For the longest time, we’ve been holding our breath waiting for the Italian government to finally pull the plug on struggling Alitalia. But then, lo and behold, its main competitor Air Italy went and gave up the fight. What does this mean for Alitalia, and what can we expect from the flag-carrying airline now?
Alitalia’s 2019 was ‘better’
Alitalia has been on the brink of collapse for quite some time. Officially bankrupt since 2017, the airline has been on the receiving end of bailouts estimated to amount to some nine billion Euros, according to Reuters. The last handout was of some €400m ($433m) in December, which the Italian government says will be the very last.
Despite being unable to find a buyer for the airline, the Italian government can take some solace in the slightly improved results Alitalia achieved over the course of 2019. The airline’s end of year report shows that passenger revenue was up 1.7% and the numbers of long haul travelers improved by almost 5%.
In fact, compared to 2017 Alitalia’s long haul network grew by some 14.7%. Its intercontinental sector has increased in revenue for 26 consecutive months, with revenue up by 10% compared to 2018. The airline was the second most punctual in Europe over the course of 2019, suggesting things are improving operationally.
With one of its main competitors now no more, could Alitalia turn things around and become a profitable airline in 2020?
Why can’t Italian airlines make a profit?
Anyone who’s ever attempted to get a photograph next to the Trevi Fountain or enjoy a romantic stroll past the canals in Venice will be acutely aware of just how popular Italy is as a tourist destination. CNTraveler pegs the annual overnight stays in the nation at more than 420 million, and it’s increasing every year.
With millions of visitors drawn to the culture, history and food of this fabulous country, why is it no Italian airline appears able to score a decent level of profitability? Clearly, the issue here is not the destination. United is adding its fifth Italian destination this May when it starts flying to Palermo, Sicily, and Delta too is beginning flights between Boston and Rome for the summer season.

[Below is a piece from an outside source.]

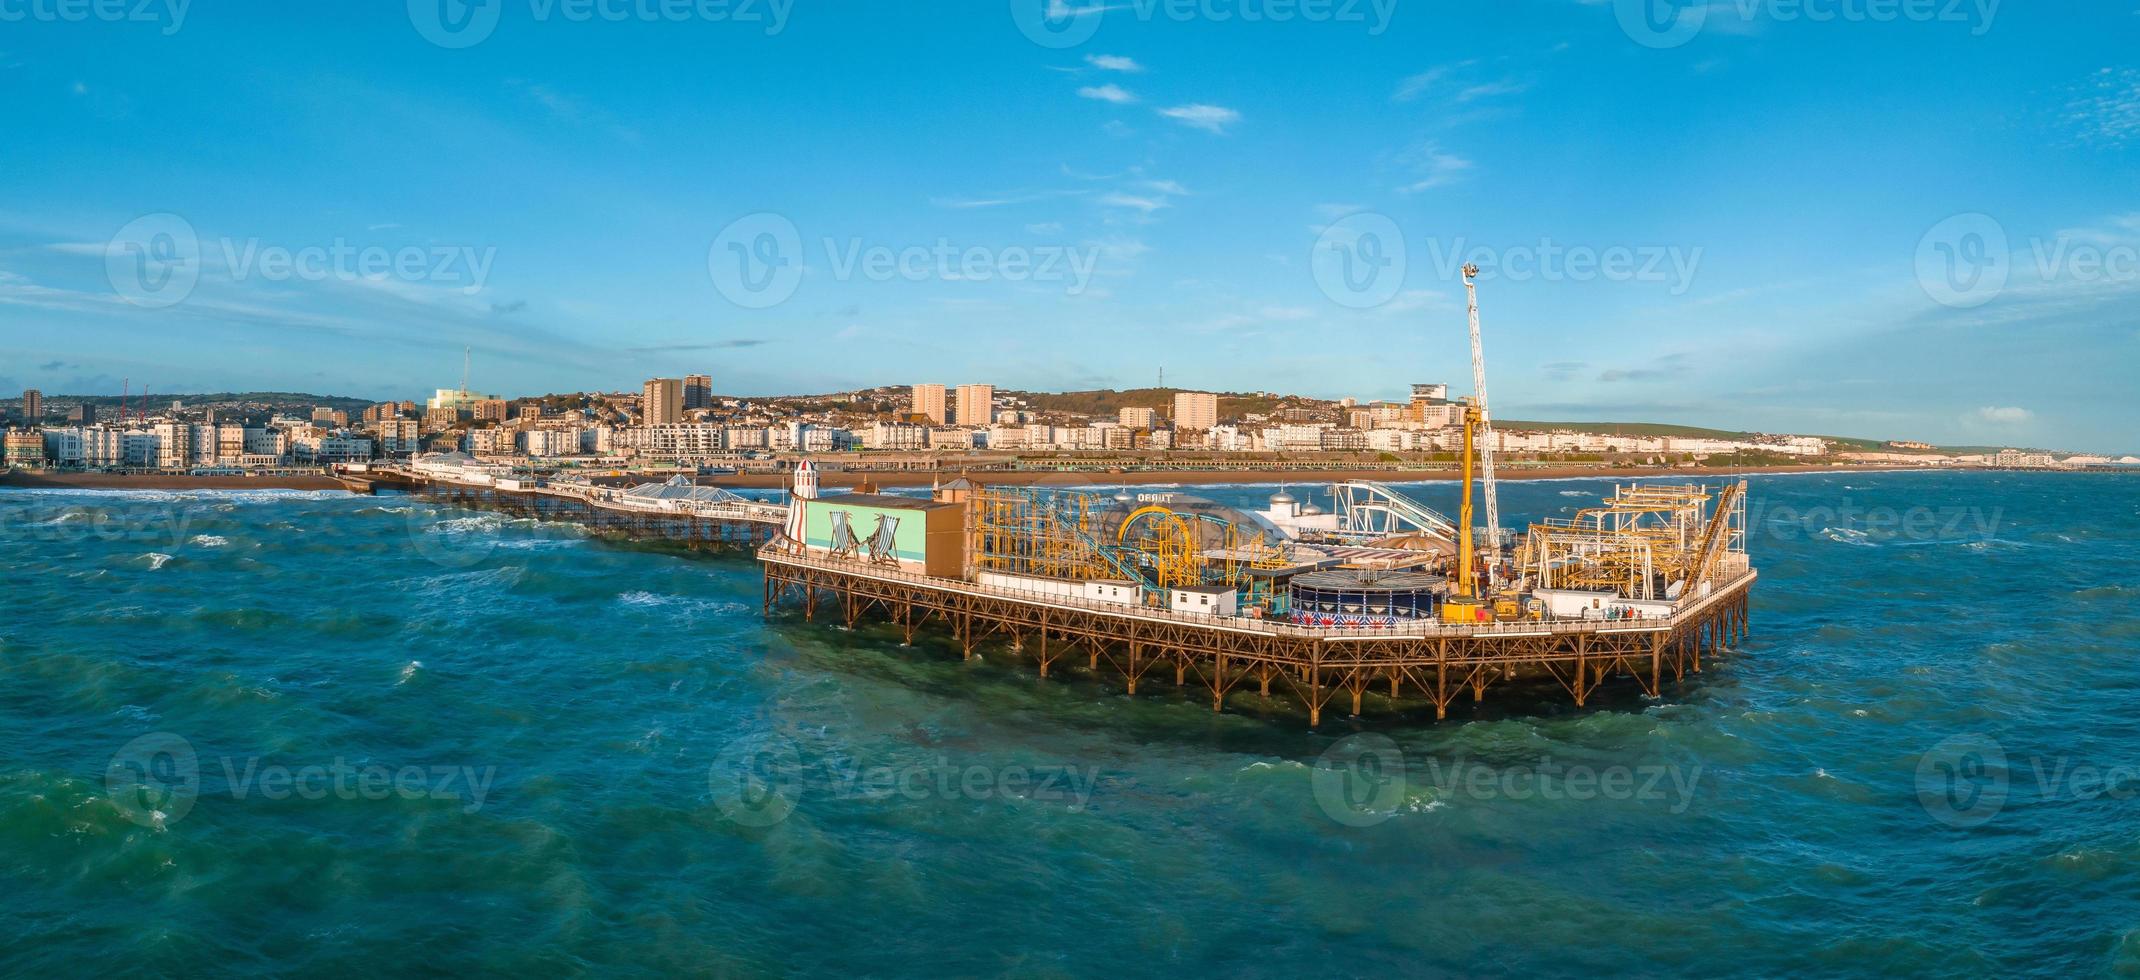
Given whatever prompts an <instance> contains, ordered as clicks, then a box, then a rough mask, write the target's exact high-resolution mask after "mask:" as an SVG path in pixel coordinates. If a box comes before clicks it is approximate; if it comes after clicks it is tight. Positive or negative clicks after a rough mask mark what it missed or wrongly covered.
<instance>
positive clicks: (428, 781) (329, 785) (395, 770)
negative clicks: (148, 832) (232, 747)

Air Italy looked to Milan to provide the traffic to its network. The airline combined a robust domestic network with key long haul operations to cities including Miami, New York and Toronto. Despite what looked like a sound business plan, the airline lost money from the word go. While bad luck, such as the MAX grounding, certainly played a part, there was fundamentally something wrong with the airline’s business plan.
Some of its long haul routes were canceled before they even got started, others were dropped just shortly after launching. Mismanagement of route choices will have been costly for Air Italy, scuppering its long haul profitability while its short-haul successes were compounded by fierce competition from European low-cost carriers such as easyJet and Ryanair.
So while Air Italy is going to have to be chalked down to experience, could Alitalia capitalize on its more mature network and now decreased competition.
What’s in Alitalia’s future?
Make no mistake, Alitalia has some serious work to do before it’s out of the woods. The airline, which hasn’t posted a profit in over 15 years, has a window of opportunity offered up to it by the demise of Air Italy. But, it’s going to have to work hard to really capitalize on this break.
In some ways, Air Italy only existed to pick up the pieces of Italian aviation that were predicted to be left behind when Alitalia collapsed. The fact the plug has been pulled on Air Italy, while disappointing for the airline and its employees, is a strong indication that Alitalia is expected to be around for some time yet.